Filipinos light candles on a slogan bearing images of victims of a massacre that killed 58 people, including 32 journalists, as they mark its 5th anniversary with a candle lighting event at the historic EDSA Shrine in suburban Quezon city, north of Manila, Philippines on Sunday, Nov. 23, 2014. AP

Filipinos light candles on a slogan bearing images of victims of a massacre that killed 58 people, including 32 journalists, as they mark its 5th anniversary with a candle lighting event at the historic EDSA Shrine in suburban Quezon city, north of Manila, Philippines on Sunday, Nov. 23, 2014. AP

LEGAZPI CITY, Philippines – Journalists in Quezon and Albay commemorated the Maguindanao massacre on Monday with protests and candle-lighting ceremonies, assailing the Aquino administration’s seeming apathy to the quest for justice of families of the 58 victims.

In Quezon, around 40 journalists lighted candles and staged a rally in Lucena City to commemorate the brutal murder of 58 people, 32 of them journalists, in Ampatuan town, Maguindanao province, on Nov. 23, 2009.

Darcie de Galicia, president of the National Union of Journalists of the Philippines-Quezon chapter, led local journalists in a short program in front of the Saint Ferdinand Cathedral in the city’s downtown area.

De Galicia, correspondent for a Manila-based radio station, said the Aquino administration did not seem to care that the trial of the accused has dragged on for five years now and that scores of those believed responsible for the slaughter have not been caught.

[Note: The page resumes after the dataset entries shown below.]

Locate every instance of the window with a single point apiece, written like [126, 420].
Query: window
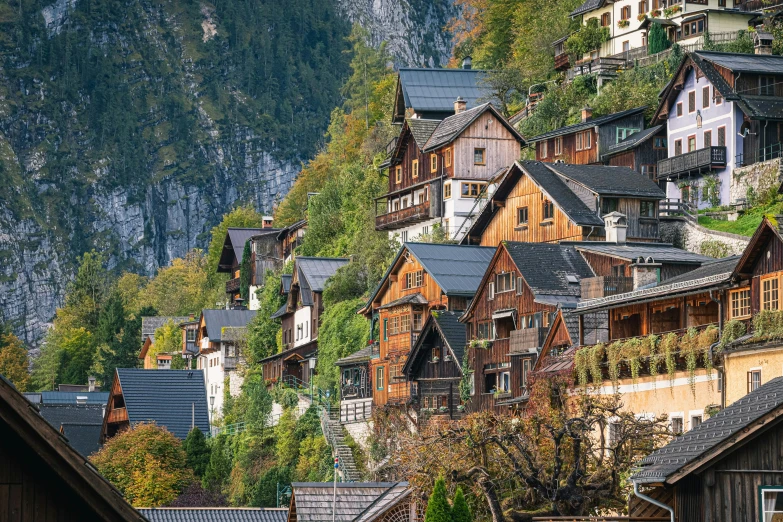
[471, 190]
[754, 380]
[479, 157]
[504, 282]
[647, 208]
[739, 303]
[769, 293]
[521, 216]
[623, 133]
[766, 86]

The rally was also attended by representatives of different media groups in the province.

After the program, the Quezon journalists lighted candles and offered prayers for all journalists who were killed because of their work.

Several journalists have been killed in Quezon, including hard-hitting radio broadcaster Polly Pobeda, who was shot dead in May 2003.

Local broadcaster Bert Sison was ambushed in 2009. In 2007, the Philippine Daily Inquirer’s Quezon correspondent, Delfin Mallari Jr., and Johnny Glorioso, news correspondent for dzMM radio, survived an ambush by two motorcycle-riding gunmen.

In Albay, more than 500 journalism and broadcasting students and editors of publications in various colleges at the Bicol University (BU) gathered for a forum and candle-lighting ceremony Monday afternoon.

The students, who were led by the Bicol Organization of Neo-Journalists, wore black shirts with the words “11.23 Remember.”

They released white balloons into the sky from the College of Arts and Letters grounds after lighting candles.

Angelo de los Reyes of Kabataan Party-list and several other press freedom advocates called for a speedy resolution of the Maguindanao massacre case.